Thursday, July 28, 2005

I think we're through

I sent him a sweet letter saying clearly you need to make up your mind and give me a chance because you are more than a friend to me and this is hurtful to be denied something I want. He's not talking to me so much now and I have been sending non romantic emails to offset what I said. I don't take it back and how could I not fall for a big tall handsome soldier who is wild as the wind. He needs to be considerate of my feelings because I have risked everything and told him how special he is to me. Not the big words, I can't say that anyway, but I feel it inside. Im afraid that I went too far when I told him to think it through when he leaves and I am so not kidding. What hurts me is that all of these tender feelings are directed at him and no one else, what do I do because they are there. Meeting someone new doesn't undo them or erase them at all. My baby sister will be home in 3 hours and summer is on starting tomorrow. Im losing the one I love and gaining my sweetest friend all at once. I won't be so lonely especially now and that is probably a relief to him and I don't come across as clingy anyway. Maybe he knows there is no turning back once this gets started because he is going to love the hell out of me. I will never do anything but love him completely. Maybe he's going to reply to my big love letter on his way to the plane and say something sweet- maybe he will say nothing and hope I forget about him. 6 months is long enough to wait for a first date and I can't be just his friend because he is my everything and I think Im in love with him for real.

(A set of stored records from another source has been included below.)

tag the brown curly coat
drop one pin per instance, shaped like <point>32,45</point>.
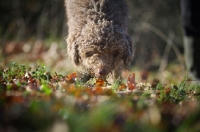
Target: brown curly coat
<point>97,40</point>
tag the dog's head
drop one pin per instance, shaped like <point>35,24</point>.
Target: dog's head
<point>100,58</point>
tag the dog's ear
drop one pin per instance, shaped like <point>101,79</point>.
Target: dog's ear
<point>128,54</point>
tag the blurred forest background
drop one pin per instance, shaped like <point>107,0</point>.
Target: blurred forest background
<point>154,25</point>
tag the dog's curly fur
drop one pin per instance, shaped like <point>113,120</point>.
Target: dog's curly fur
<point>98,42</point>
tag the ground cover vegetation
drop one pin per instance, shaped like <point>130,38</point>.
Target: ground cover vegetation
<point>40,91</point>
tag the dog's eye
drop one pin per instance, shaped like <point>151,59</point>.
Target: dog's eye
<point>89,54</point>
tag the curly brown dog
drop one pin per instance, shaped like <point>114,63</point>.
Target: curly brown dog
<point>98,42</point>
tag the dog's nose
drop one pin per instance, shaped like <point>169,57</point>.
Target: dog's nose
<point>102,72</point>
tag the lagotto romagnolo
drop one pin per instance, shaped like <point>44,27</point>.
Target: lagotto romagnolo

I just imagine him laying there beside me in my bed. Not doing anything but just sleeping all warm and soft and snuggly. Just close to me and safe and sweet. And when he's so far away I can just escape to my bed and hold my pillow and imagine him right there because he was. I need that to feel connected when he's a million miles away from me. And I dream of his kisses all over me and his hands on me and his sweet sad eyes and how it will feel to be close to him and feel his warm skin on mine and how lost we will be when finally there's no more holding back. I can't breathe when I think about never kissing him or him never making love to me, I can't bear the thought of never getting these emotions out and never showing him how I feel. I'll go crazy. Just melting in his arms and his kisses make me drunk and being together and belonging to him that's all I want. That's all I dream about. And when he's in Iraq and scared and lonely I want him to remember how wonderful it was to be with me and be safe and loved and adored. I want to be that for him if only he would let me in. He just can't leave me here like this I will be so devistated. What I love about this is it will just be me and him. Hand in hand going through the world together. That is my sweetest dream and my only dream. Just Steve, Always.